In February, David Orr wrote about the avalanche of food recall notices that overwhelmed his inbox once he signed up for the FoodSafety.gov Recalls & Alerts list. Over the months, we've reported here on some of those contamination episodes, from beef to packaged salad mix to peanuts. This week, we've written not only about a massive egg recall due to salmonella poisoning, but also about Listeria monocytogenes appearing in deli meats. As Sarah Parsons aptly asked, "Is anything safe to eat?"
Serendipitously, this very same week, Stephen Budiansky wrote an op ed piece in the New York Times in which, by bashing the "locavore" mindset, he unwittingly waded right into the middle of the brouhaha over our poisoned food supply. With his straw-man argument that assumes the obsession over food miles is strictly about carbon emissions, he opened up space for a great debate about the nature of the problems with our food system, a conversation that has only recently started to reach any level of sophistication in the mainstream media.
A collection of excellent rebuttals published on Grist make clear that the motivation for eating locally has more to do with salmonella-tainted eggs than bean-counting the environmental impact of every truck load of cross-country tomatoes.
The respondents on Grist identify a vast number of reasons to eat closer to home (at least regionally) when it's possible, and one of the most frequently cited is the fact that when you do, you can actually have a clue about who is making your food and how.
As the agricultural and food industries in the U.S. have consolidated under a profit-over-all, "get big or get out" mindset, fewer and fewer players have come to dominate our food supply, especially in the area of eggs and meat. As such, a single outbreak of a contaminating agent in the system of any of these huge producers can rain down salmonella on all four corners of our country and beyond. Eating food from smaller, less remote establishments is a worthy goal, Grist's good-food advocates say, because we are all safer if one outbreak can't sicken millions.

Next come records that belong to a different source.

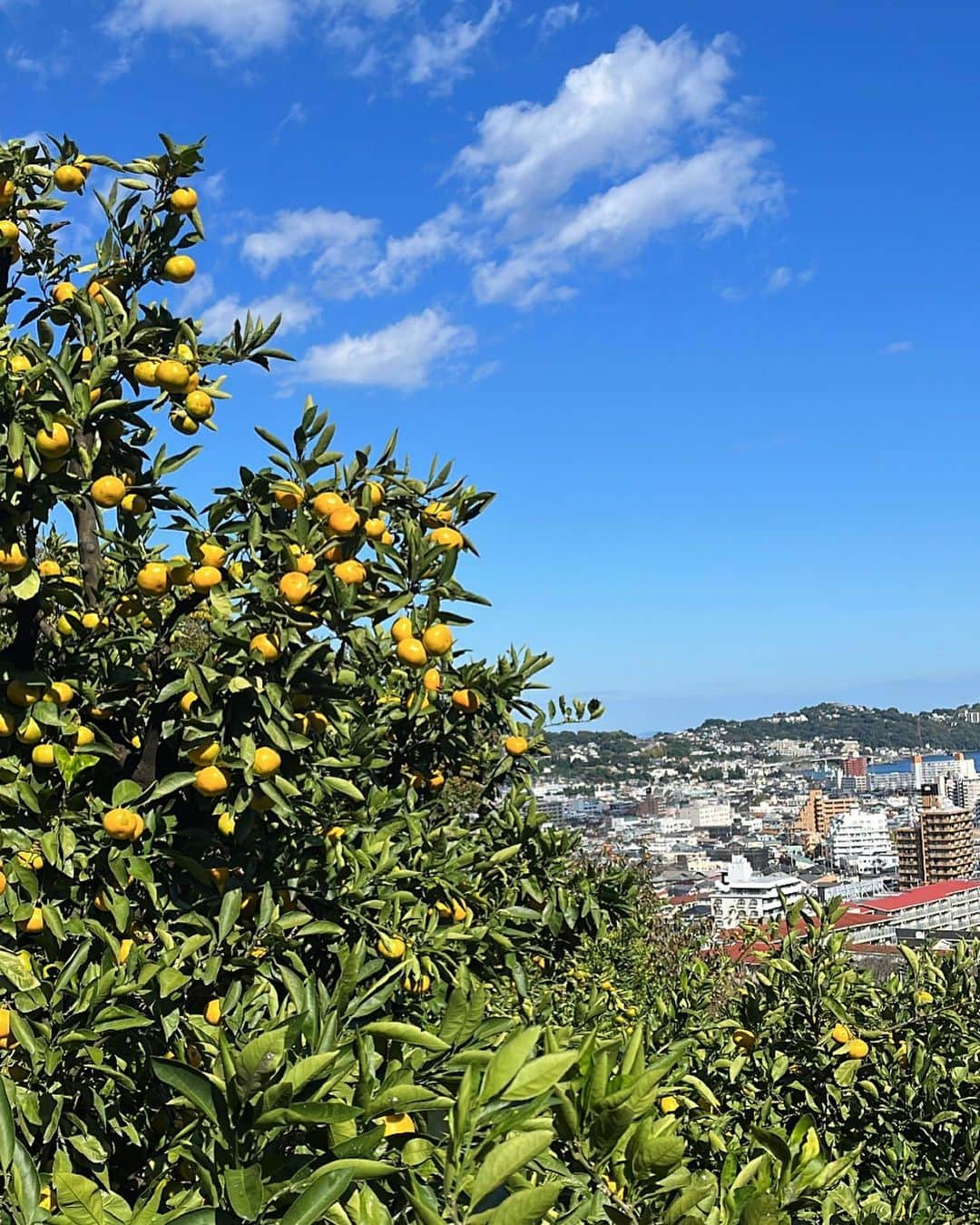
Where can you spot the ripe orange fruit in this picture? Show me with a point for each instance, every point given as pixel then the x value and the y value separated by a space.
pixel 290 496
pixel 374 528
pixel 294 587
pixel 391 947
pixel 69 178
pixel 437 640
pixel 402 629
pixel 122 823
pixel 153 578
pixel 211 780
pixel 466 700
pixel 199 405
pixel 206 577
pixel 172 377
pixel 108 492
pixel 182 201
pixel 179 269
pixel 448 538
pixel 326 504
pixel 267 646
pixel 55 443
pixel 343 521
pixel 412 652
pixel 266 762
pixel 13 559
pixel 42 756
pixel 350 573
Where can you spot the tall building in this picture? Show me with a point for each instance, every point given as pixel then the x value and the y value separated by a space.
pixel 938 844
pixel 859 842
pixel 744 897
pixel 819 810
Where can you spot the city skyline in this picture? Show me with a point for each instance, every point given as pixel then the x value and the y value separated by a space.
pixel 713 349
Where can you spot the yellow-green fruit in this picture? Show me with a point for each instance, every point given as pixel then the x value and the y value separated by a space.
pixel 211 780
pixel 412 652
pixel 266 646
pixel 108 492
pixel 266 762
pixel 437 640
pixel 172 375
pixel 43 756
pixel 182 201
pixel 179 269
pixel 199 406
pixel 391 947
pixel 122 823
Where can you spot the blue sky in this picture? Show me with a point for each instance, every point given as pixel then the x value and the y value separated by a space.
pixel 691 287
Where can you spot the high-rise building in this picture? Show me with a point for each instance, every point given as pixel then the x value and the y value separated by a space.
pixel 859 842
pixel 938 844
pixel 819 810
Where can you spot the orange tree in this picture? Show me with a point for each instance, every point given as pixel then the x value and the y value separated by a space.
pixel 275 900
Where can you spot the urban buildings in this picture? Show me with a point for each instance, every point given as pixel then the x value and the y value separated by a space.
pixel 860 842
pixel 937 844
pixel 741 896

And if we know something about the organizations that are producing the food we eat, the more their reputations suffer from poisoning us all. If we know who they are — even if it's simply that we can identify the name on our box of eggs as a mid-sized company located in a town an hour up the road — we can punish them by taking our business elsewhere. This will make companies more motivated to keep their operations clean and tidy.

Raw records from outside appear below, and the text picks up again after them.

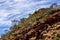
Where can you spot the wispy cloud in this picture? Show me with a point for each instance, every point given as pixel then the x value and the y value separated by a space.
pixel 17 9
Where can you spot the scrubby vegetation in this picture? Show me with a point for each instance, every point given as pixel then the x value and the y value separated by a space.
pixel 43 24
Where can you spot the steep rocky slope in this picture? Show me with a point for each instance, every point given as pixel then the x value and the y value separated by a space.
pixel 44 24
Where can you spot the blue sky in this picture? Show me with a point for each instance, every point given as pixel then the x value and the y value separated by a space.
pixel 17 9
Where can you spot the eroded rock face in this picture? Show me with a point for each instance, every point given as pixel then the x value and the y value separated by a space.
pixel 44 31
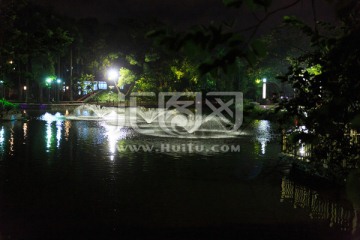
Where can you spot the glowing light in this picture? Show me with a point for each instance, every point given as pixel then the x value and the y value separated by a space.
pixel 25 129
pixel 263 134
pixel 264 90
pixel 2 133
pixel 12 142
pixel 302 150
pixel 48 135
pixel 51 118
pixel 58 133
pixel 113 74
pixel 67 130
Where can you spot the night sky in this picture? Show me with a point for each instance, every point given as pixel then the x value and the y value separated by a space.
pixel 179 13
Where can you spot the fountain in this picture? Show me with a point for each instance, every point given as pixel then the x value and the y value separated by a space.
pixel 158 122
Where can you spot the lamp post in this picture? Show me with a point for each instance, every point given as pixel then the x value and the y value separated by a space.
pixel 58 81
pixel 48 81
pixel 113 75
pixel 2 89
pixel 25 88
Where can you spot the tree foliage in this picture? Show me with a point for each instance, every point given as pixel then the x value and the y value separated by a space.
pixel 327 85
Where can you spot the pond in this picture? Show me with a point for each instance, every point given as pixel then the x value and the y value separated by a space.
pixel 68 178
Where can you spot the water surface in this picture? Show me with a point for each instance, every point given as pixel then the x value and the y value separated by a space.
pixel 70 179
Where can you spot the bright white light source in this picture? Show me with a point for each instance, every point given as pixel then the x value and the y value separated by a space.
pixel 113 74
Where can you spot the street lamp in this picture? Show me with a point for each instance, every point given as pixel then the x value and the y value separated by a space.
pixel 58 81
pixel 264 88
pixel 48 82
pixel 113 75
pixel 2 88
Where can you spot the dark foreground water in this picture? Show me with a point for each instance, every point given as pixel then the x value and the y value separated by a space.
pixel 77 180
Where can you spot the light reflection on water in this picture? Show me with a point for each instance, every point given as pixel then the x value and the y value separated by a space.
pixel 96 145
pixel 317 207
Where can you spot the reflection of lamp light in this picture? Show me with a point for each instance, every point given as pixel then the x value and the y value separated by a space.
pixel 112 74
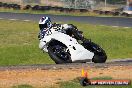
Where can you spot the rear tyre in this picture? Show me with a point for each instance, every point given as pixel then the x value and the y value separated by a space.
pixel 58 54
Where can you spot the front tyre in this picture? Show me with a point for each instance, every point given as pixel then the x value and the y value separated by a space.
pixel 58 54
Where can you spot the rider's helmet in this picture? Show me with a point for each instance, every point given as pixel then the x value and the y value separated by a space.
pixel 45 23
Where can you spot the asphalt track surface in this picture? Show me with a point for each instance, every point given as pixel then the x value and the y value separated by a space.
pixel 127 62
pixel 111 21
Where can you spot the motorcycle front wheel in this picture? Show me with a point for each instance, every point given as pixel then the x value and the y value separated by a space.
pixel 58 54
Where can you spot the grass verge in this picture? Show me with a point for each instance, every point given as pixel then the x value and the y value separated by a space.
pixel 19 42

But in today's marketplace, shoppers generally don't know which company is making the eggs they buy, not to mention where it is, how big it is, and what its practices are like. According to Patty Lovera, assistant director of Food and Water Watch, a food safety organization, many of the brand names customers see on the egg shelves of supermarkets are all produced by the same few companies. "I don't think people have any idea when they see all these brand names in the stores that so many are coming from the same place," Lovera told the Washington Post. "It raises the stakes — if one company is doing something wrong, it affects a lot of food."
In a supposedly capitalist system, companies that can best provide a supply that meets a demand (in this case, clean food) should be rewarded by customers' business and loyalty. But in a system that contains monopolies, where customers' choices are constrained to the point that taking one's business elsewhere is a privilege only the lucky or wealthy can afford, those who are doing the right thing are not being rewarded as they should. And likewise, those who poison us will not sufficiently feel the heat of our anger.